Foi o ponto mais alto, quando os EUA chegaram a ser responsáveis por mais de metade
da produção industrial mundial. Esse ponto de partida foi
"naturalizado" e se tornou uma
referência habitual.
Porém, foi um momento artificial, no qual os principais
concorrentes dos EUA -Alemanha, França, Reino Unido,
Japão e a então União Soviética- sofreram pesada destruição física. Parte da saliência
americana derivou da ausência
de competidores.
Como esperado, houve um
crescimento das economias
desses países, mais acelerado
em uns casos, menos em outros, que reduziu a preponderância dos EUA.

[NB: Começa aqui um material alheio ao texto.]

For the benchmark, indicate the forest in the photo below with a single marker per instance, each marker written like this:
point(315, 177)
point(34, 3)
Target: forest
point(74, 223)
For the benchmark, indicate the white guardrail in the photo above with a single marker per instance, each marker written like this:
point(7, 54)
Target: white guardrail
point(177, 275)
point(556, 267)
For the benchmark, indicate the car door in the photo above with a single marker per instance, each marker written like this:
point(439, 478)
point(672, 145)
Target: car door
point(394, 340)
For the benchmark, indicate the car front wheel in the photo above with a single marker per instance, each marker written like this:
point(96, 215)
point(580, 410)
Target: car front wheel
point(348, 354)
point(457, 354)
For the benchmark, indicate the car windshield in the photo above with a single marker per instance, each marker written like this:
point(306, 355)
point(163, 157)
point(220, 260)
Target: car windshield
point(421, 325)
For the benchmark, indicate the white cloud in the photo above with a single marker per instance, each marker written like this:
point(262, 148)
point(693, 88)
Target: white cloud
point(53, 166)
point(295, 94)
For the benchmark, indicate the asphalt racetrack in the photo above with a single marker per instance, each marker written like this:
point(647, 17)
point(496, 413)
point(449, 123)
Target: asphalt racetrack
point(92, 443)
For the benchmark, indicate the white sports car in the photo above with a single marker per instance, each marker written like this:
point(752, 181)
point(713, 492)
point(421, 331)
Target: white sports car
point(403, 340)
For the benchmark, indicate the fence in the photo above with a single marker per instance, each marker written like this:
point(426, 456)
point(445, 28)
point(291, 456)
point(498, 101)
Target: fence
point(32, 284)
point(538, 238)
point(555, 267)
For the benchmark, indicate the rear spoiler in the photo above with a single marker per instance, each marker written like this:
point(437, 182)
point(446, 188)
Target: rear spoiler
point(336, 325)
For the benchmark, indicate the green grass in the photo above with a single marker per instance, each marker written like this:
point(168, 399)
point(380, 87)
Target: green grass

Seu declínio relativo provocou um choque de idéias. Uma
das variantes estava associada,
ironicamente, ao custo da
guerra e da própria hegemonia.
Em 1987, o assunto voltou à
ribalta. O historiador Paul
Kennedy publicou "Ascensão e
Queda das Grandes Potências"
(ed. Campus), que provocou
celeuma.
Nele, defendia a tese da "overextension": países "hegemônicos" tenderiam a ampliar territórios e áreas de influência, assumindo compromissos, sobretudo militares, que terminariam conspirando contra sua
própria hegemonia, sobretudo
econômica.
Esticando o argumento, alguns adeptos de Kennedy postularam que os EUA não deveriam ter participado tão intensamente da Guerra Fria, deixando que o expansionismo da
União Soviética a levasse à autodestruição. Claro, a direita
americana definiu Kennedy
como "liberal" -que, no linguajar político americano, significa esquerdista.
Dois anos depois, Francis
Fukuyama publicou o artigo "O
Fim da História" (1989), que
representava a resposta do ufanismo americano, em tom nada moderado, após o colapso
político da União Soviética.
Fukuyama, é bom lembrar,
era um alto funcionário do Departamento de Estado e tinha
sido analista da conservadora
Rand Corporation.
Muitos milagres
Desde o pós-guerra, muito
tem sido escrito e dito sobre esse ou aquele "milagre". Um dos
primeiros foi o "milagre alemão". A Alemanha teve duas
excelentes décadas, chegando a
crescer mais de 10% em alguns
anos. Mas o milagre acabou há
muito tempo, e o crescimento
econômico alemão anda próximo aos 2% anuais.
Enquanto o milagre alemão
esmaecia, surgia o japonês. Em
1965, o PIB nominal do Japão
era de US$ 91 bilhões. O Japão
cresceu tão rapidamente que,
15 anos mais tarde, ultrapassou
US$ 1 trilhão.
Passamos a falar em "milagre
japonês", e o Japão passou a ser
visto como o país competidor
dos EUA e talvez a potência hegemônica do futuro. O perigo,
agora, eram os Toyotas, os
Hondas, a Sony etc.
Livros foram escritos, inclusive sobre a melhor administração das empresas japonesas,
e políticas foram alteradas.
O então presidente Bill Clinton, em discurso e ação, reorientou a economia americana,
abandonando o "rust belt", industrial, e apoiando a política
do Vale do Silício, de serviços
muito qualificados. Industrialmente, não dava para competir
com os japoneses. Deu certo, e
os EUA voltaram a crescer.
E o Japão? Os anos 90 foram
chamados de "a década perdida"; a partir dela, a economia
parou de crescer rapidamente,
chegando a estagnar. Mais um
milagre chegava ao fim.
Os milagres da vez são o chinês e o indiano. As expectativas
são semelhantes: vão durar e
comprometer a liderança econômica americana. Os dados
sobre outros milagres são mais
pessimistas.
O terceiro milênio confirmou um novo panorama, com
um número maior de atores
economicamente significantes.
Contradição viva
A esquerda afirma que o imperialismo americano vive do
complexo militar; ironicamente, a economia americana sobe
e desce com as políticas de seus
presidentes, mas na direção
oposta à prevista pela esquerda, recuperando a credibilidade
da tese de Paul Kennedy.
Clinton reduziu os gastos militares, o que lhe permitiu equilibrar o orçamento e reduzir o
déficit fiscal. Em seus dois
mandatos houve prosperidade,
com as associadas reduções no
desemprego, na violência e na
criminalidade.
Porém essas políticas -e
suas conseqüências benéficas-
foram substituídas por políticas econômicas e sociais regressivas e um retorno ao militarismo. As guerras no Afeganistão e no Iraque e os cortes de
impostos dos mais ricos devastaram a economia americana.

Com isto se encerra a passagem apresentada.